Finally, Daniel Robert Hunziker's architectural environments, such as Is This Rock (2001) serve to deconstruct the apparent interdependence of spatial/social realities, allowing a specificity that is not conclusive or contained. The work consists of both its architectural structure and its relation to the existing architecture of the gallery, the spatial/temporary and the spatial/permanent. The spatial/temporary, which is constructed with an aluminum frame in the form of an enclosing rectangular space and stacks of prefabricated imitation-wood panels, filling in some of the sides of the frame, maintains a relation of inclusion/exclusion with the existing architecture of the room. The photo of a rock star lit by a fluorescent light stands on one of the stacks. His image hints at the spatial dimension that is animated by a socially "prefabricated" identity. His correlation with the idea of self, or of the memory of an appropriated self, determines the place of internal specificity of the piece. The rock singer, also implied in the title, is the subjective voice in both architecture and sculpture. He is pictorial structure and the absent self, subject and object, self and simulacrum. He brings the formal universality of the principles of mass and void implied in a dialectics between architecture and sculpture to a personal and social level. This exercise of dialectics is also seen in some of the sides of the temporary frame, which are extended to indeterminate open spaces, converting the relation between inside and outside to one between negative spaces. While the concept of enclosure usually suggests contained power, deterritorialized spaces could refer to passages between the enclosed spaces or peripheral fragments. This spatial dialectics is accentuated by both modular structure (architecture) and image (rock star), suggesting a state of negotiation between relations of mass production and ideology. By articulating inside-out and outside-in spatial relations, Hunziker creates an architectural/aesthetic specificity that is in constant duality and change.
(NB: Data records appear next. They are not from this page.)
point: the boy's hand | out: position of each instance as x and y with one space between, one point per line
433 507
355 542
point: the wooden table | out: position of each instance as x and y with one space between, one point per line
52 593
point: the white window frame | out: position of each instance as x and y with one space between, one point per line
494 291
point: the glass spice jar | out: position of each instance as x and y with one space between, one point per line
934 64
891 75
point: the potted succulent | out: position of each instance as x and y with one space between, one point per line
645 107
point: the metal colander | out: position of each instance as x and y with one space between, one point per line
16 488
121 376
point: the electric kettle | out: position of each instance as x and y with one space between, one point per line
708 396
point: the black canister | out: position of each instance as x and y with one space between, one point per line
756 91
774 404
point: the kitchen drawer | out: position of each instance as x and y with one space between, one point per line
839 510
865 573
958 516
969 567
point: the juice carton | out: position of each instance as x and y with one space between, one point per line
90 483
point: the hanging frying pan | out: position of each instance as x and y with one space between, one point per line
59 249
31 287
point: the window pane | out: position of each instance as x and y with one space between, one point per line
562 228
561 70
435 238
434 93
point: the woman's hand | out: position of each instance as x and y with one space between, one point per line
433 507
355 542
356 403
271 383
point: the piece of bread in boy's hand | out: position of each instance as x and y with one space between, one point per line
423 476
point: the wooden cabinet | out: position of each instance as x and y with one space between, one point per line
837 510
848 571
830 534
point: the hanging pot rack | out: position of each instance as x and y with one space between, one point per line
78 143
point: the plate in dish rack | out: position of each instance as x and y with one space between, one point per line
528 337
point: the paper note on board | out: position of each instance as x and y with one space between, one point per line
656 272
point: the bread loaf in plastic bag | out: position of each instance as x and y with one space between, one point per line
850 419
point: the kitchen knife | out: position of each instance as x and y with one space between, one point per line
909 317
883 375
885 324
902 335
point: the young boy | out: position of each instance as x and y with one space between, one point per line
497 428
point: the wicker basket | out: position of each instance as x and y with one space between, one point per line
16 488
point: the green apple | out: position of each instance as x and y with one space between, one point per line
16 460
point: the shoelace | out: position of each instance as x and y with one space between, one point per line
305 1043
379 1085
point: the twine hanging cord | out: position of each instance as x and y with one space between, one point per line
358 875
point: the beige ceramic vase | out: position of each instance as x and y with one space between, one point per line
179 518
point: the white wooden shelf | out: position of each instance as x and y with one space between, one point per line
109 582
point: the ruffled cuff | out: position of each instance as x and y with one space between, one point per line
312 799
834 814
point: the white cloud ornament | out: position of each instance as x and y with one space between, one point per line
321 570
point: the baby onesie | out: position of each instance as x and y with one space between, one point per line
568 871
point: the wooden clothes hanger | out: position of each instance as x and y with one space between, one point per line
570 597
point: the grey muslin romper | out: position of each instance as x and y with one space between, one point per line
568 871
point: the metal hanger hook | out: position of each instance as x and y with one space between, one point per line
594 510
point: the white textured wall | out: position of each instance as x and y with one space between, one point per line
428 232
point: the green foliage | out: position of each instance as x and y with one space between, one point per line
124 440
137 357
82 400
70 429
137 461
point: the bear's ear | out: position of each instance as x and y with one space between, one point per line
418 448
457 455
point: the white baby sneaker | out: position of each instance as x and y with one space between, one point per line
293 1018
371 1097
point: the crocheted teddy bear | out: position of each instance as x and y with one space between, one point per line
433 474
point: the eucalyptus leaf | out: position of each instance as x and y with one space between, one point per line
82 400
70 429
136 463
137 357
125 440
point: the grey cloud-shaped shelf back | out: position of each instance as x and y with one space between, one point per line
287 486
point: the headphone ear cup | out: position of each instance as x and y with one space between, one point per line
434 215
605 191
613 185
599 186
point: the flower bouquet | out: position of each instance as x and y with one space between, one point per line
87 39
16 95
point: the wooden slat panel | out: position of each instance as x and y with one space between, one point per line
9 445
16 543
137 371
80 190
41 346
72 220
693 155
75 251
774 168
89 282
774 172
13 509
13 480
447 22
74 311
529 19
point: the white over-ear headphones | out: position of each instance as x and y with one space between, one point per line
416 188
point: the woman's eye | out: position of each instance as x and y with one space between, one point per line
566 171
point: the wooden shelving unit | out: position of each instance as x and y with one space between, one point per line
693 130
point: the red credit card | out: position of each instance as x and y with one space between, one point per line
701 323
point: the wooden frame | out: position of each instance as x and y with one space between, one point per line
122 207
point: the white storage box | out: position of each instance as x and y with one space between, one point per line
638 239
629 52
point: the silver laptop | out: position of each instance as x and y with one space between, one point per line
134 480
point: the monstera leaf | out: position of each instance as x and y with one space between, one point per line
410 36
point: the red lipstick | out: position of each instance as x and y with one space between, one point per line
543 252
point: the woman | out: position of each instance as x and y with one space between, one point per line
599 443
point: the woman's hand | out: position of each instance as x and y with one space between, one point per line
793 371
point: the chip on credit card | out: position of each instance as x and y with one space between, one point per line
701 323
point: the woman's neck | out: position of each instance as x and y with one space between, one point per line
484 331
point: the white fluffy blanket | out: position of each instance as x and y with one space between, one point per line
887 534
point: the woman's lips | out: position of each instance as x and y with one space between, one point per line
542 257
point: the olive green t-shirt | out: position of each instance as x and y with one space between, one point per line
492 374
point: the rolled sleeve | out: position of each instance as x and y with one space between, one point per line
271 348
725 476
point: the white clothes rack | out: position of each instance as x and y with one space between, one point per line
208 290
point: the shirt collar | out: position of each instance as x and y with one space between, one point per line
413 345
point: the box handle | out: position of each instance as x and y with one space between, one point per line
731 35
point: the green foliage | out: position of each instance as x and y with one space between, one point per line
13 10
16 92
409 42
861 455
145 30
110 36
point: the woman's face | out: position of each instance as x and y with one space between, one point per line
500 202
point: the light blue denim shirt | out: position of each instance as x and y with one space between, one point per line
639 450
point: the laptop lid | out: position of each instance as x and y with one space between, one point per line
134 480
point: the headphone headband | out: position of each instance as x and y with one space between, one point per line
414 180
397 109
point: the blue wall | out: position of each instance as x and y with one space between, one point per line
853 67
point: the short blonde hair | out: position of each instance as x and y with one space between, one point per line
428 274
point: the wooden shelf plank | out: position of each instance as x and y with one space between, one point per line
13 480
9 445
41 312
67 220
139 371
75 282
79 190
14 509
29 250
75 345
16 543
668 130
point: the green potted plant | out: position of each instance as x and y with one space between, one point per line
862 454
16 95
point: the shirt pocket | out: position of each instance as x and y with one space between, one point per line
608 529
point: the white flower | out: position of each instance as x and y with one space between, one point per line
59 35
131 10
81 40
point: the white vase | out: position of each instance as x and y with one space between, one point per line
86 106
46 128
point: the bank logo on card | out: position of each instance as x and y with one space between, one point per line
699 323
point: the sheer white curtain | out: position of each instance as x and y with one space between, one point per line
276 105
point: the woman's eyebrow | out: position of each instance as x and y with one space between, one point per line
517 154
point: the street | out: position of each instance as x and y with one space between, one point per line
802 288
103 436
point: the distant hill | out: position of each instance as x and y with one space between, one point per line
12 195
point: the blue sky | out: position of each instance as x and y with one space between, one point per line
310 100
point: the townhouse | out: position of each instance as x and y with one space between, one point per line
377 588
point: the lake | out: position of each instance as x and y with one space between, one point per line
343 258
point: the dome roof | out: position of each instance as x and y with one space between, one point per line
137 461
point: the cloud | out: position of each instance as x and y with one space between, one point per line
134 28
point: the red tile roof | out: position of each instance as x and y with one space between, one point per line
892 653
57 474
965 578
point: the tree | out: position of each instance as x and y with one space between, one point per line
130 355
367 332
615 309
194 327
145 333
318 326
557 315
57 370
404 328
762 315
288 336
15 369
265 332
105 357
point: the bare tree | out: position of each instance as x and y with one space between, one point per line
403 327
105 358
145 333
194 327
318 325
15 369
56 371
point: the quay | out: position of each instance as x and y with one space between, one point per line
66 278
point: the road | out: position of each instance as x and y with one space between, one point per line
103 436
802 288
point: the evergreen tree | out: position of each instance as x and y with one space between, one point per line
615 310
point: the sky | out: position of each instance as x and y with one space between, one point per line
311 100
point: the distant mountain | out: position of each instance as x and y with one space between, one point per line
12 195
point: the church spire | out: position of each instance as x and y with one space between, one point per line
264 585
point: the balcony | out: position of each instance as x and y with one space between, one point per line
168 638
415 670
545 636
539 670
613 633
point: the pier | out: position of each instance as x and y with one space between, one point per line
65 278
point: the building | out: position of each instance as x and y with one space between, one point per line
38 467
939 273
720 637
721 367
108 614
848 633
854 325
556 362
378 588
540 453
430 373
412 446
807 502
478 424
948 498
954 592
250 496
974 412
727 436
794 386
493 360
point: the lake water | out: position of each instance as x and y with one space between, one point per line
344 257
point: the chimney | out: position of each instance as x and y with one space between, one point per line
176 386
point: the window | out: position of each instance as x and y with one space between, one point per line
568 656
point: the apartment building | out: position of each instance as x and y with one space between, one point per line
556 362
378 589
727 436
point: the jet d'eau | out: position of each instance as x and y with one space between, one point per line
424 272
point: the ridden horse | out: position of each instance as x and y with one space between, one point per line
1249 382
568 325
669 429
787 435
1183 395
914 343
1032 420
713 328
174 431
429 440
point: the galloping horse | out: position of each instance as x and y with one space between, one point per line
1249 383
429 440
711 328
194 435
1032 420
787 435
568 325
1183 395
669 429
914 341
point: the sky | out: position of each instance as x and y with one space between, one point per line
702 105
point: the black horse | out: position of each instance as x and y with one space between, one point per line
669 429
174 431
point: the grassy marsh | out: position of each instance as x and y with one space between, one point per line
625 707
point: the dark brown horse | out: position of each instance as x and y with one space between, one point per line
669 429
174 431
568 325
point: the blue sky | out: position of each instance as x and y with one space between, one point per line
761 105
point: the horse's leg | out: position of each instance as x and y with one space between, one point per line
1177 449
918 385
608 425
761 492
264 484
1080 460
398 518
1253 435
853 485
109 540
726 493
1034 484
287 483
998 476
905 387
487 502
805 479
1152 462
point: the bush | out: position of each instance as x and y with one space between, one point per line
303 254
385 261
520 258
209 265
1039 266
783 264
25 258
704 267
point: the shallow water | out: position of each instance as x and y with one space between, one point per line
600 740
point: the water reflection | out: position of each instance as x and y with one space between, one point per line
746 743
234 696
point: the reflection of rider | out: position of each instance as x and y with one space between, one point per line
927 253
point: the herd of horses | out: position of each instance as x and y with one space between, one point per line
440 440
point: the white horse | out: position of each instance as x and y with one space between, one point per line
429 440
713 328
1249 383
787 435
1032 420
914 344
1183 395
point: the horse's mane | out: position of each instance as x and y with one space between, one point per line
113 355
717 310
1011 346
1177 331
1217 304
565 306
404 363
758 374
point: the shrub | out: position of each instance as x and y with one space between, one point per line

As this exhibition shows, the term specificity certainly works on several levels. Abstract works elucidate a poetic or simply a formal dialogue with the viewer. Some works praise and clarify their subjective importance, others bring the object to the front, articulating different ways of perceiving it. Some pieces take us to distinct cultures, highlighting the specificity of each, while displaying the uniqueness of each work's individuality. Why is this important in our time? The answer is that what is specific in art can be read as a place where the object of reference is in constant negotiation with its ascribed determinacy, whether as subject matter or medium or process. This negotiation points to art as drawing from both immediacy and its precedents or historical patterns (media culture, subculture, historical data, interviews, personal experience, individual and historical practices with a medium) to form a place of philosophical autonomy. This is art that serves to raise the bar of tolerance and to further the appreciation of a multifaceted world. A specificist art conjoins a state of difference and the uncountable possibilities in which the discourse of contemporary art lies. Nevertheless, to think as well as to create art is to renounce all differences. Perhaps this statement suggests that this art subscribes to a model of relativism; but, if so, not as an aim in itself but as a result from the relationship between artist and medium, critique and form. Indeed, it is the autonomy of art that suggests its potential relativism, one grounded in the languages of many histories, but it is the various subjectivities in art that account for its most contemporary aim: its specificity.